Come spieghi questo inquietante scenario diffuso di intolleranza e odio? Veramente non me lo spiego e lo sto analizzando come tutte quelle cose che mi passano davanti veloci. Non mi sorprende che esistano ma mi preoccupa l’espandersi a tutti i livelli di questi fenomeni che poi sono molto più virtuali che reali nel mondo occidentale ma che posso sfociare in individualismi violenti e di branco, Il terrorismo islamico arruola in questa fascia di individui isolati ad esempio. Se per me la violenza può essere un estremo atto della condizione umana è anche vero che una delle condizioni più deleterie dell’umanità è questo odio e questa violenza che è diventata solo offensiva.

Una tua riflessione sul panorama artistico in Sardegna. Tu mi chiedi una riflessione su un argomento che è molto complesso e che avrebbe bisogno di una lunga chiacchierata che non basterebbe comunque a sviscerare tutto. Le cose positive le conosciamo tutti: innanzitutto una straordinaria generazione di artisti sardi che va da giovani con grande potenzialità ad artisti già formati e validi.

Ed è veramente straordinario che in un territorio così avaro, rispetto all’arte contemporanea, vengano fuori personalità artistiche di spessore e non poche. Il problema sta nel non perdere per strada tutta questa ricchezza e in Sardegna hanno fatto e permesso di tutto fuorché la salvaguardia del proprio “patrimonio nazionale”. Non si fa un lavoro di tutela delle risorse umane e neanche di quelle materiali. Vengono costruite strutture che cambiano destinazione d’uso ad ogni giravolta politica o vengono abbandonate e non viene soprattutto riconosciuto il lavoro intellettuale.

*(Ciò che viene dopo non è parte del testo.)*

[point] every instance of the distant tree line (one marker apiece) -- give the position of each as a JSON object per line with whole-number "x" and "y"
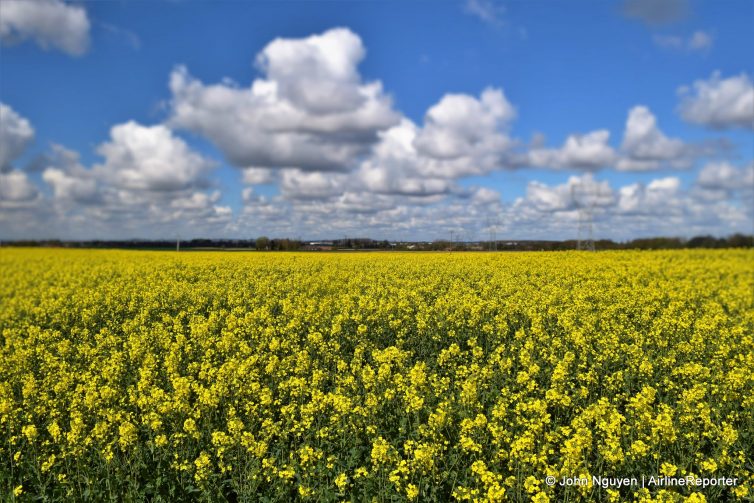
{"x": 263, "y": 243}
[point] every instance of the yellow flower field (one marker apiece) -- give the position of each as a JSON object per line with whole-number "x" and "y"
{"x": 375, "y": 377}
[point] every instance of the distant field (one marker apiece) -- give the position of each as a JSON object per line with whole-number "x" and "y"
{"x": 328, "y": 377}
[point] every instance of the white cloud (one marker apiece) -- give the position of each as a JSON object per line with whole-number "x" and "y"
{"x": 724, "y": 176}
{"x": 719, "y": 103}
{"x": 578, "y": 192}
{"x": 298, "y": 184}
{"x": 50, "y": 23}
{"x": 311, "y": 111}
{"x": 149, "y": 158}
{"x": 461, "y": 126}
{"x": 68, "y": 178}
{"x": 656, "y": 12}
{"x": 16, "y": 134}
{"x": 590, "y": 151}
{"x": 258, "y": 176}
{"x": 15, "y": 187}
{"x": 490, "y": 11}
{"x": 645, "y": 146}
{"x": 699, "y": 41}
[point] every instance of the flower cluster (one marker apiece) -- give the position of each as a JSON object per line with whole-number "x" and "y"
{"x": 389, "y": 377}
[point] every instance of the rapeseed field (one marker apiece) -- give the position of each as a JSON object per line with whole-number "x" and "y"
{"x": 155, "y": 376}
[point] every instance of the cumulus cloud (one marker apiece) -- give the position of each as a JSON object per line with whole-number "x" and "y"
{"x": 50, "y": 23}
{"x": 655, "y": 12}
{"x": 489, "y": 11}
{"x": 699, "y": 41}
{"x": 719, "y": 103}
{"x": 578, "y": 192}
{"x": 15, "y": 187}
{"x": 311, "y": 111}
{"x": 461, "y": 125}
{"x": 258, "y": 176}
{"x": 150, "y": 158}
{"x": 726, "y": 177}
{"x": 16, "y": 134}
{"x": 69, "y": 179}
{"x": 590, "y": 152}
{"x": 645, "y": 147}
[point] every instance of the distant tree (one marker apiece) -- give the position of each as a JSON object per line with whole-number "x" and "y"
{"x": 705, "y": 242}
{"x": 262, "y": 243}
{"x": 741, "y": 241}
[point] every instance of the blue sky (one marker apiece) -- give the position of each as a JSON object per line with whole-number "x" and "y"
{"x": 98, "y": 145}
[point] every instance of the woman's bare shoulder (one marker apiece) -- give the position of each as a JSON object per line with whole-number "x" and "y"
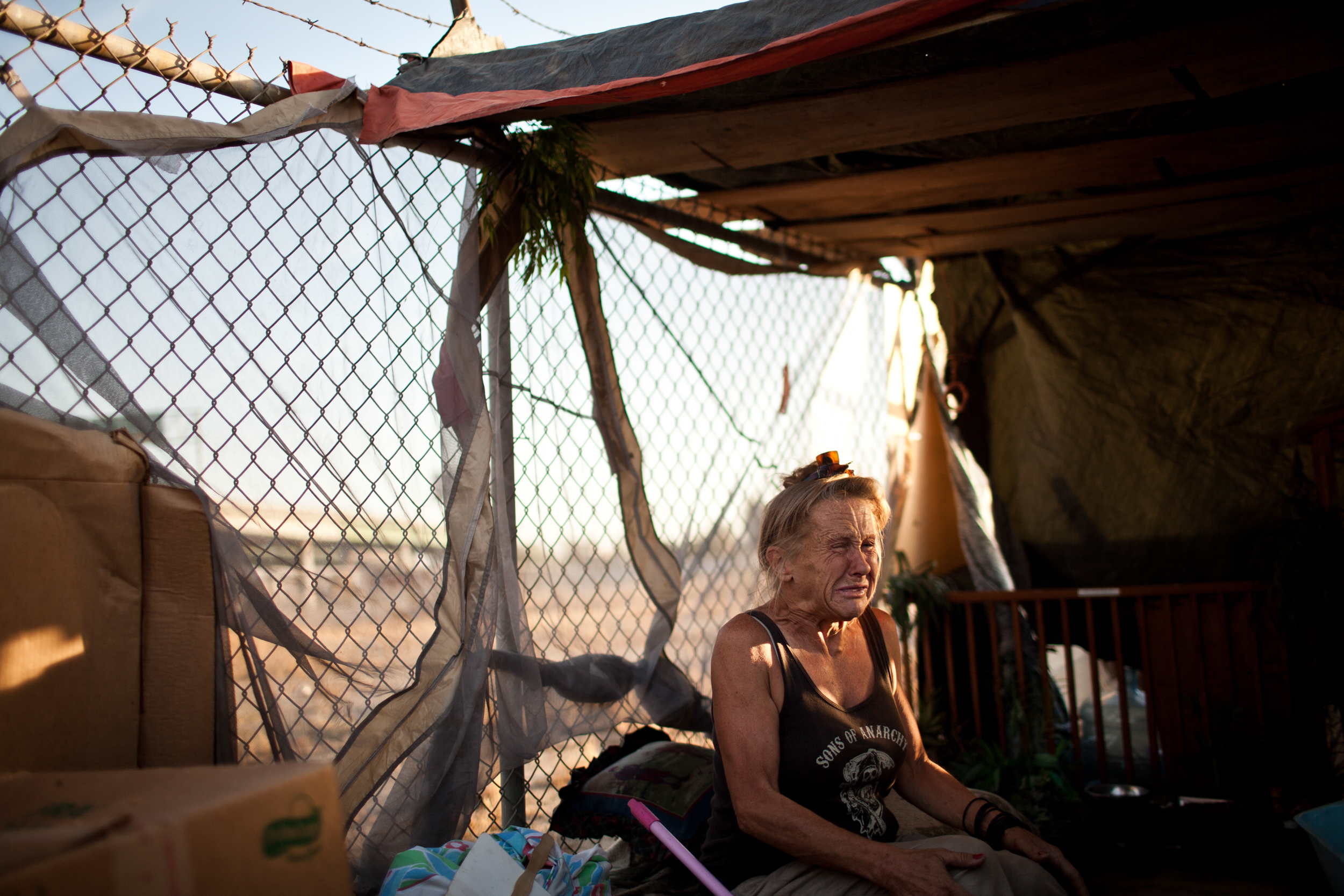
{"x": 742, "y": 640}
{"x": 742, "y": 630}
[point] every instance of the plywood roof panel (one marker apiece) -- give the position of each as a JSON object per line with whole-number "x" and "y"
{"x": 1209, "y": 60}
{"x": 1103, "y": 164}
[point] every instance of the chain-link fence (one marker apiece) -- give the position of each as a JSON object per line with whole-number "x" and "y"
{"x": 276, "y": 323}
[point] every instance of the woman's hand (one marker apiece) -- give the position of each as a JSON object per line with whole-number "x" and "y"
{"x": 924, "y": 872}
{"x": 1025, "y": 843}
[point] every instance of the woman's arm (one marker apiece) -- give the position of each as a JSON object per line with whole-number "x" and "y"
{"x": 928, "y": 786}
{"x": 748, "y": 696}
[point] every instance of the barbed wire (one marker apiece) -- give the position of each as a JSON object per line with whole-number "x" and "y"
{"x": 409, "y": 15}
{"x": 312, "y": 23}
{"x": 519, "y": 12}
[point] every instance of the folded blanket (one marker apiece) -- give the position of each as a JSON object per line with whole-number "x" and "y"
{"x": 429, "y": 871}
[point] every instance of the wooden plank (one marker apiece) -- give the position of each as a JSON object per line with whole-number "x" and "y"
{"x": 1225, "y": 57}
{"x": 1002, "y": 217}
{"x": 1098, "y": 727}
{"x": 1123, "y": 591}
{"x": 1222, "y": 211}
{"x": 1170, "y": 716}
{"x": 1046, "y": 696}
{"x": 975, "y": 671}
{"x": 1109, "y": 163}
{"x": 1022, "y": 673}
{"x": 998, "y": 676}
{"x": 1074, "y": 726}
{"x": 1194, "y": 695}
{"x": 952, "y": 677}
{"x": 1121, "y": 691}
{"x": 1149, "y": 685}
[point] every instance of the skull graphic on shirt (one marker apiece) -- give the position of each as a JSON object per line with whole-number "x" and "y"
{"x": 859, "y": 792}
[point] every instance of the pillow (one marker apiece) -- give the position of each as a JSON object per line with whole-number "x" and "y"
{"x": 675, "y": 781}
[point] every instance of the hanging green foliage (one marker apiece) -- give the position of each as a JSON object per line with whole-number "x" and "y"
{"x": 553, "y": 181}
{"x": 918, "y": 589}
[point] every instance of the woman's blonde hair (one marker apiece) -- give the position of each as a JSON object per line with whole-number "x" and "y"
{"x": 788, "y": 516}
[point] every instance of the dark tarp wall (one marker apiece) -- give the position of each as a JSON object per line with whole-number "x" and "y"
{"x": 1133, "y": 402}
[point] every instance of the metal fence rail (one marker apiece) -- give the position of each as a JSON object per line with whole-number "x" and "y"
{"x": 273, "y": 316}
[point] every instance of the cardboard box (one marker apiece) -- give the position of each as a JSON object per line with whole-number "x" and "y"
{"x": 70, "y": 582}
{"x": 106, "y": 606}
{"x": 214, "y": 830}
{"x": 176, "y": 630}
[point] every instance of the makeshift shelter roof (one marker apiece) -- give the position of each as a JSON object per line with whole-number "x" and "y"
{"x": 936, "y": 127}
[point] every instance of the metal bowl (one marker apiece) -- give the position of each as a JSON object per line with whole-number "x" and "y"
{"x": 1116, "y": 792}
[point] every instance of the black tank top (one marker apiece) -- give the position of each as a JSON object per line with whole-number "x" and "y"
{"x": 837, "y": 762}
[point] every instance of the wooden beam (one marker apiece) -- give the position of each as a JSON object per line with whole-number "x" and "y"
{"x": 1216, "y": 58}
{"x": 961, "y": 222}
{"x": 1101, "y": 164}
{"x": 1303, "y": 199}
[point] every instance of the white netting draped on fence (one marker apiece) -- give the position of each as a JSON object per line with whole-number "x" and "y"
{"x": 273, "y": 315}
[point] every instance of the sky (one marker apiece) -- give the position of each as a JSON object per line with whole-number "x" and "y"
{"x": 237, "y": 26}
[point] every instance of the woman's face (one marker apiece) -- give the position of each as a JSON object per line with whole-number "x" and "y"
{"x": 834, "y": 574}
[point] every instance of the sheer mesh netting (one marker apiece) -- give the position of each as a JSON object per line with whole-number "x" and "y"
{"x": 436, "y": 589}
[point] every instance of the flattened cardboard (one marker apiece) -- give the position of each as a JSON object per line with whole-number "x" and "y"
{"x": 218, "y": 830}
{"x": 178, "y": 630}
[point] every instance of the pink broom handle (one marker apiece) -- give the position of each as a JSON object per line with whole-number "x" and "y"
{"x": 668, "y": 840}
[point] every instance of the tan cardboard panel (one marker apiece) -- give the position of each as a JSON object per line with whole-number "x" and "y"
{"x": 210, "y": 830}
{"x": 178, "y": 630}
{"x": 69, "y": 625}
{"x": 33, "y": 449}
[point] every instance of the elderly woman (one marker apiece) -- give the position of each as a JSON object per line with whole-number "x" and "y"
{"x": 812, "y": 730}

Si deve pagare sempre un prezzo alla politica e si ha sempre la sensazione che le istituzioni siano sotto ricatto; ed è quella stessa classe “dirigente” che convoca gli stati generali dell’arte solo alla vigilia delle solite elezioni di mezza stagione. Però esiste un aspetto etico che riguarda proprio gli artisti e tutti gli operatori del settore, diciamo che se la politica ha delle responsabilità il mondo dell’arte non è innocente.

In questo momento lavori anche ad una serie di caricature. Da cosa è scaturita questa tua nuova esigenza e cosa hai in serbo per il futuro? Ho sempre disegnato come mi consigliava Pinuccio Sciola “… almeno 50 disegni al giorno… almeno 50 piccoli schizzi o segni dove la mano vola” , ora me ne bastano molto meno ma è un esercizio che faccio ogni sera. La disciplina anche in un indisciplinato ci vuole e questa del disegno è una bella disciplina che aiuta se applicata con rigore.

Appunto nello studio Bandhouse ho scatole piene di questi disegni a “mano che vola”, forse migliaia, ritratti e caricature e segni essenziali riempiono scatole e scatole e quaderni e si ritrova il mio percorso in piccoli disegni ma, da quando ho cambiato cellulare ho comprato un dispositivo che ha una piccola “app note” e in questi giorni che lavoravo nel cantiere della casa ho utilizzato il touch al posto della matita e mi sono ritrovato perfettamente con il mio segno di penna o matita o pennello.

Da sempre ho studiato nel mio privato il volto e l’anatomia umana ma ora guardare un volto e immaginarlo o ricordarlo senza la mascherina è un buon esercizio di memoria e di creatività.